Bajo esta lógica, lo mismo da que la persona a imitar esté viva o muerta. Si alguien quisiera hablar con su tío muerto, por ejemplo, y tuviera acceso al registro de sus comunicaciones en la red, podría solicitar a una empresa (supongamos Microsoft) que le fabrique un chatbots a medida. También se podría hacer lo mismo con personajes históricos.
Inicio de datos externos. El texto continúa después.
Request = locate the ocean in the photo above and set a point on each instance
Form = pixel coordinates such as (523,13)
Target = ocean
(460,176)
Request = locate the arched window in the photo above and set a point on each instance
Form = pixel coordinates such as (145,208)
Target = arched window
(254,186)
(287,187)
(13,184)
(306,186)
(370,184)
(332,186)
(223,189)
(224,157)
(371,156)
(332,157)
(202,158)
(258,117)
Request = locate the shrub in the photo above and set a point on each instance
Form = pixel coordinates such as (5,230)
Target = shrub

En lugar de crear un chatbots que imite a un psicólogo, se podría crear uno que imite, por ejemplo, a Freud o Lacan, si se le provee de sus libros, conferencias, diálogos públicos y, sobre todo, correspondencia privada, en la cual se encuentran los patrones de respuesta más personales.

Es verdad que, de llevarse a cabo con éxito, no se puede saber la eficacia que tendrá ese producto tecnológico, el éxito comercial que le espera o la aceptación social. Pero sí podemos afirmar algo con certeza: hablar con una máquina que imita a un muerto no es hablar con un muerto. Lo primero es tecnología, lo segundo es cosa e'Mandinga.